About
As a Computer Science student who's deeply interested in applying Machine Learning algorithms to recommend users the most relevant and helpful content
and a film lover who loves to analyze classics from all angles, I wanted to create a recommendation system that can help users pick the perfect film to watch
for any occasion.
I wanted to build an application that can give users the most fitting movie recommendations based on known information, and ideally the
information can be as minimal and conceptual as possible. Whether it is a brief description of the movie they are looking for, a movie
they already watched and love, or if they wanted to know the top movies in each genre. Naturally, datasets on how users classify, label, and rank films is of particular interest to me.

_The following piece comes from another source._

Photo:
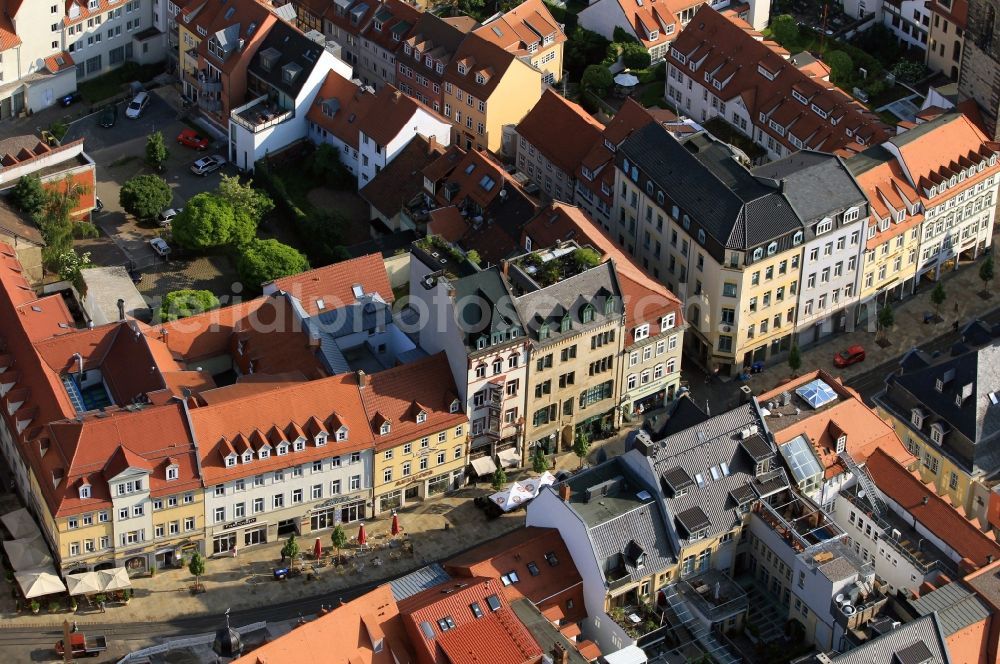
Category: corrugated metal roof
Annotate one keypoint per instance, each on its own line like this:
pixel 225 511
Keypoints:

The source codes for this app are on my GitHub:
Data Processing + ML Algorithm: https://github.com/Cadey-chen/movie_recommender
Django Web Application: https://github.com/Cadey-chen/movie_rec_app
Everything started by pre-processing relevant movies dataset consisting of metadata such as movie title, year, ratings, keywords, and
descriptions. I found two amazing TMDB Movies datasets on Kaggle which I preprocessed and used to train my ML model:
1. The Movies Dataset by Rounak Banik: https://www.kaggle.com/datasets/rounakbanik/the-movies-dataset
2. Full TMDB Movies Dataset 2024 (1M Movies) by asaniczka: https://www.kaggle.com/datasets/asaniczka/tmdb-movies-dataset-2023-930k-movies
In the data pre-processing stage, a great deal was about determining which are the samples I want to filter that are relevant to this
recommender, since I wanted this recommender to give the most relevant and high-quality recommendations. As well as pre-processing each
column into a data type that can be easily accessed and operated on for the training later on.
To understand the how these movies relate to one another, I applied the Frequency-Inverse Document Frequency (TF-IDF) vectorizer and
cosine similarity to calculate the similarity between each movie's plot description and keywords string. In this process, I found the most
challenging part to be accurately representing the overall tone and style of the movie with the given data, since solely using plot description
and keywords string can sometimes lead to ill-suited results because of a specific word (such as an object that was important to the plot,
or two movies both have a character with the same name). To mitigate this, the model also took other metadata values such as genres, production
country, and ratings similarity into consideration, and the results are more generalized.
For the movie poster images, I use the TMDB API to fetch these images. This product uses the TMDB API but is not endorsed or certified by TMDB.
For the Full Stack application itself, I built it with Django with a PostgreSQL database and used built the user interface with HTML and Bootstrap 5.
I designed the UI/UX with Figma, the design concept is a dark background with light gradient colors to emulate a cool-toned movie screen.
I leveraged threads to process such a large dataset and load the associate movie poster images to users.